The outcome of improvement measured was a combination of organ support in the ICU and surviving the hospital admission.

But the investigators cautioned that they did not yet have data on the relative contribution of survival and reduced length of time needing organ support in ICU, or the relative benefits of tocilizumab compared to the other immune modulators.

Study investigator Professor Anthony Gordon, a Consultant in Intensive Care Medicine at Imperial College Healthcare NHS Trust, London, said the OR of 1.87 for tocilizumab compared favourably to an OR of 1.43 previously seen with dexamethasone.

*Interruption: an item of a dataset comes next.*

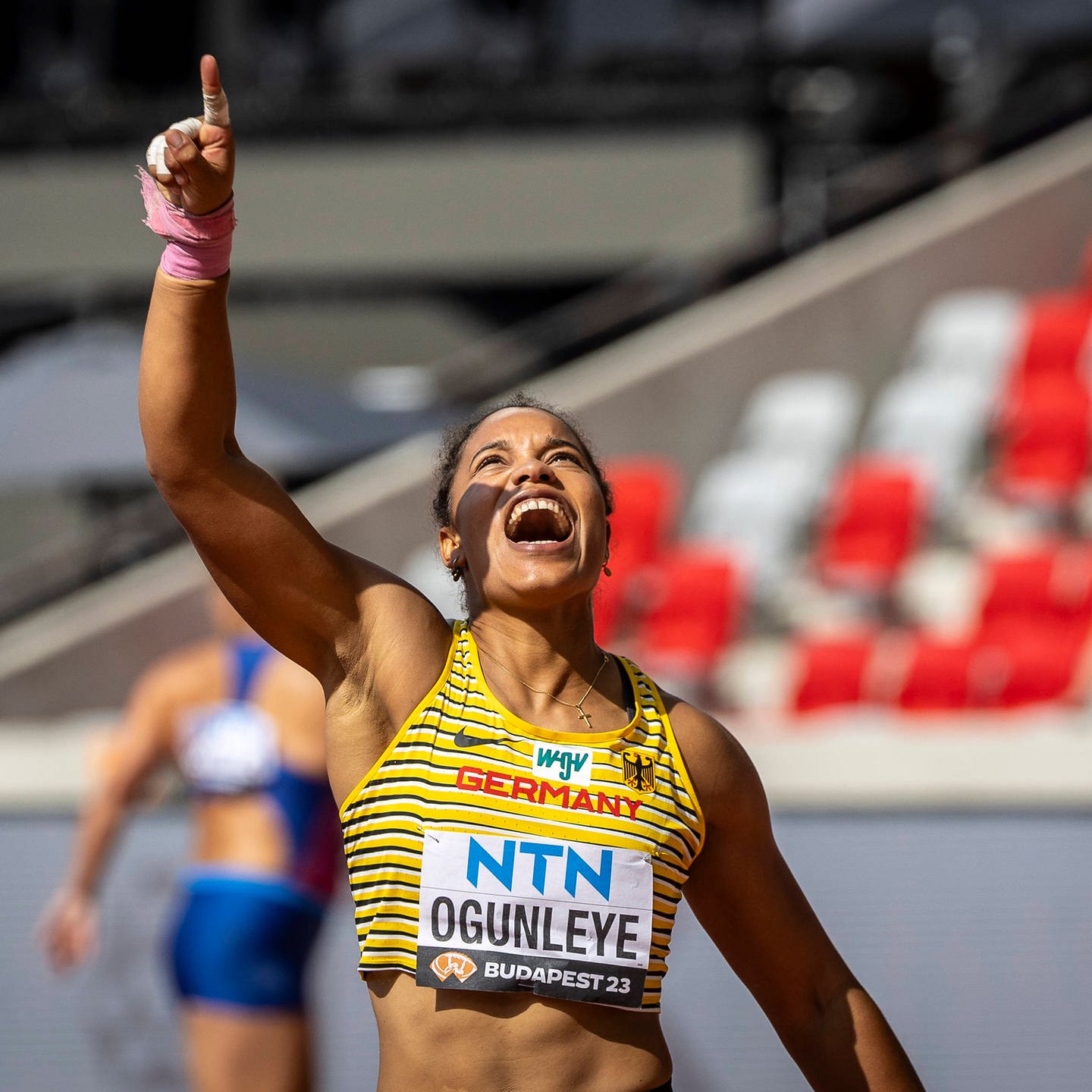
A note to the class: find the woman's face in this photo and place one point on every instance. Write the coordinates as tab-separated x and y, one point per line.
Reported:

“These early findings show that treatment with this immune modulating drug is effective for critically ill COVID-19 patients in intensive care units. When we have the results available from all participants, we hope our findings will offer clear guidance to clinicians for improving the outcomes of the sickest COVID-19 patients,” he said

Professor Peter Horby, an Infectious Diseases specialist at Oxford University, said positive results with dexamethasone in severe COVID have provided proof of principle that anti-inflammatory drugs can help, and the findings for tocilizumab are an encouraging result which suggests that other, more targeted, anti-inflammatory drugs may also be of benefit.

“The results so far on tocilizumab have been mixed, with four randomised controlled trials having reported results, of which two were negative and two were positive. None have reported a mortality benefit at day 28 or 30. The results from REMAP-CAP add to this evidence base and I eagerly look forward to seeing the full results,” he said.

Prof Athimalaipet Ramanan, Honorary Professor of Paediatric Rheumatology, University of Bristol, said tocilizumab may be of benefit to certain patients with COVID-19, but it is difficult to identifying these patients based on early data that is not yet published.

“RECOVERY trial’s data on Tocilizumab is yet to be published. The key difference between the 2 studies (RECOVERY and REMAP-CAP) is that REMAP-CAP recruits more severely ill patient (about to be ventilated or ventilated),” he noted.